Senator Elizabeth Warren has pressed Elon Musk for answers about X Money, the payments product that X plans to launch in April.
In a letter dated April 14, Warren said the service could raise consumer, national security, and financial stability concerns.
She asked Musk to explain how X Money will handle fraud controls, user funds, data use, and any crypto or stablecoin plans, and she set an April 21 deadline for a response.
Warren tied the new letter to Musk’s wider push to turn X into an “everything app.” Her office said X has already secured 40 state money transmitter licenses ahead of the launch.
The same letter also said preview material points to a product that may offer deposit accounts with yields of up to 6 percent and may work with Cross River Bank, which Warren cited as another reason for closer review.
Warren focuses on safety, deposits and stablecoin questions
Warren’s message centered on how X Money would protect users if the service moves from social media into payments and stored balances.
In the letter, she warned that “consumers, our national security, and the stability of the financial system may be at risk” if X runs financial services the same way it has run the social platform.

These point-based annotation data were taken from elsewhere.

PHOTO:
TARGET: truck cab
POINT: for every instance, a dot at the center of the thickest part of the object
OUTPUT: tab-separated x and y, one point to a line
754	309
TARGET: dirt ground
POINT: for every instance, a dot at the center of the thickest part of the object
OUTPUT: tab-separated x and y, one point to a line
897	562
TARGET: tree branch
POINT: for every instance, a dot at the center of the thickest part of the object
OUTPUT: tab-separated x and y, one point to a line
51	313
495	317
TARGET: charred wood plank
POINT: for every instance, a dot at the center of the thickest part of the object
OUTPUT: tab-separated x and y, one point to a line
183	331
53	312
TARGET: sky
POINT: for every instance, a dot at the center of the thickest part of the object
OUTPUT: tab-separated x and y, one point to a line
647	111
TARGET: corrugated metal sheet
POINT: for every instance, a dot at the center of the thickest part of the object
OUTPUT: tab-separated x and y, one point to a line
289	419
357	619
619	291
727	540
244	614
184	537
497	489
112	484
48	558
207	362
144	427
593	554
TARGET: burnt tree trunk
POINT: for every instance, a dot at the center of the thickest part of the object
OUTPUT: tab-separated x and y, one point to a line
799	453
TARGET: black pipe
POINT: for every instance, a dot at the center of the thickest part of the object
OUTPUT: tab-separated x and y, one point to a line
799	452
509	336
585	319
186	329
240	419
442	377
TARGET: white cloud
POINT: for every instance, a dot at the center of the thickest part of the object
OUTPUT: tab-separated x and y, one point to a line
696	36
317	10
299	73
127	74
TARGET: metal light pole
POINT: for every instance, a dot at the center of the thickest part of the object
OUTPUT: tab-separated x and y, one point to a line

She also questioned whether users would clearly understand what protections apply to funds held through the service.
Moreover, the letter also raised questions about crypto. Warren said Musk has already suggested that X Money could include crypto features, and she asked whether that could extend to stablecoin issuance under the GENIUS Act.
Her office argued that the law leaves room for private commercial firms to enter the stablecoin market, and she asked Musk to clarify whether X plans to use that route.
FDIC rules add another layer to the debate
Part of Warren’s argument focused on deposit protection. She pointed to the risk that users may assume stablecoin-related balances or payment funds carry the same protection as regular bank deposits.
That concern lines up with recent FDIC guidance, which said payment stablecoins are not subject to federal deposit insurance and cannot be marketed as if they carry that protection.
FDIC Chair Travis Hill also said the agency plans to address whether pass-through insurance could apply to payment stablecoins.
In a March speech, Hill said treating stablecoin holders as insured depositors seems inconsistent with the GENIUS Act. That does not settle every question around fintech partnerships, but it does show why lawmakers now want direct answers from Musk before X Money reaches users.
X keeps building finance tools
The scrutiny arrives as X keeps adding finance products inside the app. On April 14, X rolled out Cashtags on iPhone in the United States and Canada.
The feature lets users tap stock or crypto cashtags to view price charts and related posts, and X also started a pilot with Wealthsimple that lets eligible Canadian users move from market data to trading inside the app.
Nikita Bier, X’s head of product, described that release as more than a chart tool. He wrote that “Cashtags are just the first step” in X’s effort to become a destination for finance and crypto users.
In addition, he said trading should be “frictionless” and linked the rollout to broader product plans. Those comments did not confirm a crypto payments launch, but they added more context to the market’s view that X wants finance to become a larger part of the platform.
The latest posts from Bier followed earlier signs that X was moving toward a broader payments debut. On March 10, Musk said X Money would enter early public access in April.
A week later, Bier publicly complained about iOS app review delays, saying approval was taking longer than building the features themselves. Those remarks added to speculation that rollout work was entering its final stage.
Bier also posted this week that crypto has had a rough year and suggested X should launch something to help fix it. That post fueled fresh talk about whether crypto rails could sit closer to X Money over time, even though X has not confirmed such a product.
Separate xAI lawsuits add to scrutiny around Musk
Musk also faces new legal pressure outside X Money. On April 14, the NAACP sued xAI and subsidiary MZX Tech, alleging they illegally operated 27 gas-fired turbines in Mississippi to power the Colossus 2 data center before obtaining the required air permits.
As we reported, the lawsuit says the companies violated the Clean Air Act and exposed nearby communities to harmful emissions.
In a separate case, xAI sued Colorado on April 9 over the state’s AI law, which is scheduled to take effect on June 30.